I scour the newspapers for actual facts, but they are few and far in between. The only thing that seems fact based (with all the biases I’ve already discussed) is the nightly bulletin with the numbers of infections and deaths. I had stopped obsessing over it, but recently I have found myself comforted by the colourful table that is published daily around 6 p.m. At least it’s not someone’s opinion. We are at 1.6% increase in infections, the data looks encouraging.
Journalists seem to have become futurists. But the future is not in a few years, it’s on May 4th when we enter the so-called “Phase 2” and ends when we have a vaccine.
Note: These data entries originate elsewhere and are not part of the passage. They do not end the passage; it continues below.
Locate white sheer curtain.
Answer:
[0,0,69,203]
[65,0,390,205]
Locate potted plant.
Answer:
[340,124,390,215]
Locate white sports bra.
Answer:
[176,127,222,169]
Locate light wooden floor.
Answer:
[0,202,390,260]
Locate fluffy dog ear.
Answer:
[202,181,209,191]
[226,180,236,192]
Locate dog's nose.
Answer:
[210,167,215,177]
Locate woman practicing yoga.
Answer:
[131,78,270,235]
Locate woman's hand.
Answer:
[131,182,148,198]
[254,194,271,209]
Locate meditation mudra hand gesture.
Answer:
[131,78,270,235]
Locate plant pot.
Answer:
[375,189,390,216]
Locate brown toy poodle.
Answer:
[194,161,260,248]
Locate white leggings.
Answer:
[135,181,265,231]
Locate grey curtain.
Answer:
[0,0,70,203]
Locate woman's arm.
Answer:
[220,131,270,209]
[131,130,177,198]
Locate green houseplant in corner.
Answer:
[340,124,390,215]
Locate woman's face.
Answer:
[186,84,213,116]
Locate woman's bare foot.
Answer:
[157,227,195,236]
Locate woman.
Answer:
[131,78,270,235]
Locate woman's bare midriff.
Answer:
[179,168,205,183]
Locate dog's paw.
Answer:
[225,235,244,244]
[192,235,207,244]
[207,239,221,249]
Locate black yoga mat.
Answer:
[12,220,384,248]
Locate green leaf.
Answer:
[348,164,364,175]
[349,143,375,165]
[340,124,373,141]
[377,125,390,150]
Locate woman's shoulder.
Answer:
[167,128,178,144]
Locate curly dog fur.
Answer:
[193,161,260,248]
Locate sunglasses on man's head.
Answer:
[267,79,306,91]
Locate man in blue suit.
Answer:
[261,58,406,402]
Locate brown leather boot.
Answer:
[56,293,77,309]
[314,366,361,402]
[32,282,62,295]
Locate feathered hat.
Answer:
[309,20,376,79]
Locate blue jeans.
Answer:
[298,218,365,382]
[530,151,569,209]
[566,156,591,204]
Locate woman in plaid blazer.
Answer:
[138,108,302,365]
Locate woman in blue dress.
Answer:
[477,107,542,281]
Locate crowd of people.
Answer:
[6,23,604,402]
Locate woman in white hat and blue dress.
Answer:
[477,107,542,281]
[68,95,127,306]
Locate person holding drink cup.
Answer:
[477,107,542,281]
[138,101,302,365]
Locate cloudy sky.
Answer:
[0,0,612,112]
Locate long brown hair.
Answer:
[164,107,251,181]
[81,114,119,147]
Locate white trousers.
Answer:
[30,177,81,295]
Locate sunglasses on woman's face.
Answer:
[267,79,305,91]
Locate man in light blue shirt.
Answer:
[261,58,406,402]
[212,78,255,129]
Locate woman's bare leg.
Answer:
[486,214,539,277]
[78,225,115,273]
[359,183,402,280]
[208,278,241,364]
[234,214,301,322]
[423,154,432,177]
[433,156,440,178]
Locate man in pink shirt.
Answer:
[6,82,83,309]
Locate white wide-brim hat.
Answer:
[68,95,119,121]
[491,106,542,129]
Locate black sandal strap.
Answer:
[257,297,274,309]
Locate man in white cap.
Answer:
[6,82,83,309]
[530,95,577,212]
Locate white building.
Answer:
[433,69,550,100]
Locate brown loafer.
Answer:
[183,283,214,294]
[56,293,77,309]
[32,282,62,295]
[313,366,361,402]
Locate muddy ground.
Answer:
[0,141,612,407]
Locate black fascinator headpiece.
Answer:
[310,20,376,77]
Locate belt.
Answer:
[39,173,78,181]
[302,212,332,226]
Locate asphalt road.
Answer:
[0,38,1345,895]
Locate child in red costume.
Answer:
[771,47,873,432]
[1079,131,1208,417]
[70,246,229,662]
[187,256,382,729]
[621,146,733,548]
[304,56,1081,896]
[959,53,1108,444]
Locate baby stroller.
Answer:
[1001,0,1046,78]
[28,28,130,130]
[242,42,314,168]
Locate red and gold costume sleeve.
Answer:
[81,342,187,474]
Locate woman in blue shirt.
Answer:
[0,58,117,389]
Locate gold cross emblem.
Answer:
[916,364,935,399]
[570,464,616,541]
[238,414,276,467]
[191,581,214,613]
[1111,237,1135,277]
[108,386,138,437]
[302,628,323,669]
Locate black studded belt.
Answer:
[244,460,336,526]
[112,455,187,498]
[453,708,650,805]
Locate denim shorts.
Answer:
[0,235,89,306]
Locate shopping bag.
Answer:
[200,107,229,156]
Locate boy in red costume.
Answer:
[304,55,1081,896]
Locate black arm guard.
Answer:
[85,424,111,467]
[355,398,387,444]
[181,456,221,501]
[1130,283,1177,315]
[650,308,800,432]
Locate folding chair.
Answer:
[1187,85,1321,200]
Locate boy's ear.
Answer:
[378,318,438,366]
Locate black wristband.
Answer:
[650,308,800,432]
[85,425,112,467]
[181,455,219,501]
Once we have a vaccine we will go back to the past. In addition to the frightful beach image, I keep seeing pictures of scary people clad in protective gear wielding digital thermometers like a Kalashnikov. I don’t like the look of the future. I might just stay locked down. Maybe that’s the point of all this propaganda? Make life on the “outside” look so unappetising that most of us will just stay put? There is also increasing chatter about an app for contact tracing. The app will be voluntary of course, because the state cannot force people to use it, this would impinge on people’s privacy. Oddly I keep receiving the link to the app from friends who want me to use it. More Groupthink.
The region of Lombardy has announced it will begin antibody testing on April 21st. The goal is to do 20,000 tests a day, focusing first on frontline (medical/emergency) workers, but the first phase of the program does not include Milan. Beppe Sala, our mayor is so frustrated by that that he is launching his own antibody testing campaign. He will start with testing 4000 people who work for the public transport authority.
On a side note, I need to vent about the new products that are cropping up on my social media feed or in display ads on newspaper pages. What about that button pusher that looks a little bit like a vibrator? It comes in candy pastel shades and allows you to avoid pushing lift buttons or ring doorbells. Or have you seen those UV light phone sanitising machines? Admit you have thought about getting one! Or, for the particular germ obsessed, there are those crazy plastic visors you can affix to a hat. For a sampling see here. And of course everyone is making masks. Today, a brand that makes yoga pants (that I shan’t name, because I liked this brand once, but may have changed my mind) sent me an email advertising their face-masks. I’ve always wanted a mask to match my yoga outfit. Please wake me from this trippy dream.